Wuzzwf Data Analysis
Overview
This project collects and analyzes "Data Analysis" job data from Wuzzuf using web scraping, cleans the dataset, and presents visualizations for easy insights.
Features
Data Scraping: Uses Selenium and BeautifulSoup to extract job title, company, location, and job type.
Data Cleaning: Removes duplicates, standardizes formats, and cleans columns.
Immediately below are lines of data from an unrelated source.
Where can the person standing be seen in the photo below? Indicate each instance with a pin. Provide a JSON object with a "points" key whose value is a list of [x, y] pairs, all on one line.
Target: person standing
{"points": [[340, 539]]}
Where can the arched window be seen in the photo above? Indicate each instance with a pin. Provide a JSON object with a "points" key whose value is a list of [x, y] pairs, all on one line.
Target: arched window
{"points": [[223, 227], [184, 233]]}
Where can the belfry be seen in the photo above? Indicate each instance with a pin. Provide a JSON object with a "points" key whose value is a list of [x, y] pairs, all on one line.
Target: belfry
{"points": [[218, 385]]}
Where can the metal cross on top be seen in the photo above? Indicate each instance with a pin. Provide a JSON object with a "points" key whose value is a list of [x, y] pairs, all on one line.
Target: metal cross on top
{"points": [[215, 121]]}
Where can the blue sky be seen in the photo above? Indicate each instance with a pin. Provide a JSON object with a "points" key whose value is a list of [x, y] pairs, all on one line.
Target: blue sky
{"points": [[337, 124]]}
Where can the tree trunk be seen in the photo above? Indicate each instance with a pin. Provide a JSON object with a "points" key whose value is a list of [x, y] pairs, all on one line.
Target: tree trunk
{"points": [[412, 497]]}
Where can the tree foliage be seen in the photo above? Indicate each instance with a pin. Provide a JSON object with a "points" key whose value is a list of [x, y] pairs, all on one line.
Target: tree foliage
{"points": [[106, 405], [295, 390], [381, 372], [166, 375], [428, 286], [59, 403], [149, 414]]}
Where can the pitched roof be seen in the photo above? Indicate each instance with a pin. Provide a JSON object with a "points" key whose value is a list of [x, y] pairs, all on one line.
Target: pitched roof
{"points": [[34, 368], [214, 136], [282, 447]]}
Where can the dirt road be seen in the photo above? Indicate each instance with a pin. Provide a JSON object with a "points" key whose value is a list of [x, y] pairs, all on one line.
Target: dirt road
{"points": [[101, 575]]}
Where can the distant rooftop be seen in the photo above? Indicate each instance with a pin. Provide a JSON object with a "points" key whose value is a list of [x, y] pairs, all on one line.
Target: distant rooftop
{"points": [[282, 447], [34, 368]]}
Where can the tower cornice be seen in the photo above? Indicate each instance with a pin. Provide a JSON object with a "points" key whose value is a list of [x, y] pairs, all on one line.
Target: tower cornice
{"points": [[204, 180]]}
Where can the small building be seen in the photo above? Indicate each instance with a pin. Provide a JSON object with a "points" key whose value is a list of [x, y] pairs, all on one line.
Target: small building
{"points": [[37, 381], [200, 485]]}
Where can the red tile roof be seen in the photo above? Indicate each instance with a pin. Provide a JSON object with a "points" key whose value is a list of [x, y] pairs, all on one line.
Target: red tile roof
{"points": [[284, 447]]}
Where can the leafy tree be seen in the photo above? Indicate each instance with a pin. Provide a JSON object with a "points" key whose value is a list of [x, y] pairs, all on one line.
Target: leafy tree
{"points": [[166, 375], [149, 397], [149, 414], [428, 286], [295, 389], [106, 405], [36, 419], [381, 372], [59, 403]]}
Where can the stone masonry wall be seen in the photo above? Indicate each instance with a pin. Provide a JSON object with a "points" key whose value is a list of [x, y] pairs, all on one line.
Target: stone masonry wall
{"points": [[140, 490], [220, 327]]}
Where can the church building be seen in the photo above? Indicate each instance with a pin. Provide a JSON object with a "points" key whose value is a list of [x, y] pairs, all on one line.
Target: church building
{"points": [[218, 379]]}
Data Visualization: Creates charts showing job distribution by company, location, and job type.
Automated Pipeline: The main.py script runs all steps automatically: scraping → cleaning → visualizing.
Technologies Used
Python – Main programming language
Selenium – For scraping web pages
BeautifulSoup – For parsing HTML
Pandas – For data manipulation and analysis
Matplotlib – For data visualization
How to Use
- Clone the repository:
git clone https://github.com/mohamedamerdev-coder/Wuzzwf-Data-Analysis- cd Wuzzwf-Data-Analysis-
- Install dependencies:
pip install selenium beautifulsoup4 pandas matplotlib
- Run the main script:
python main.py
Steps executed automatically:
-
Scrapes job data from Wuzzuf
-
Cleans and saves the data
-
Generates charts in the charts/ folder
Project Structure
Wuzzwf-Data-Analysis
scrap.py # Scraping functions
dataclean.py # Data cleaning functions
visualizelize.py #Visualizationtion functions
main.py # Main pipeline
wuzzuf_jobs.csv # Raw scraped data
jobs_cleaned.csv #Cleaned data
charts/ # Generated visualizations
Notes
You can adjust the number of pages to scrape by changing the pages argument in wuzzuf_scrap().
Make sure ChromeDriver is installed and compatible with your Chrome version.
Visualizations are saved in charts/ as high-resolution PNG files.
License
This project is licensed under the MIT License.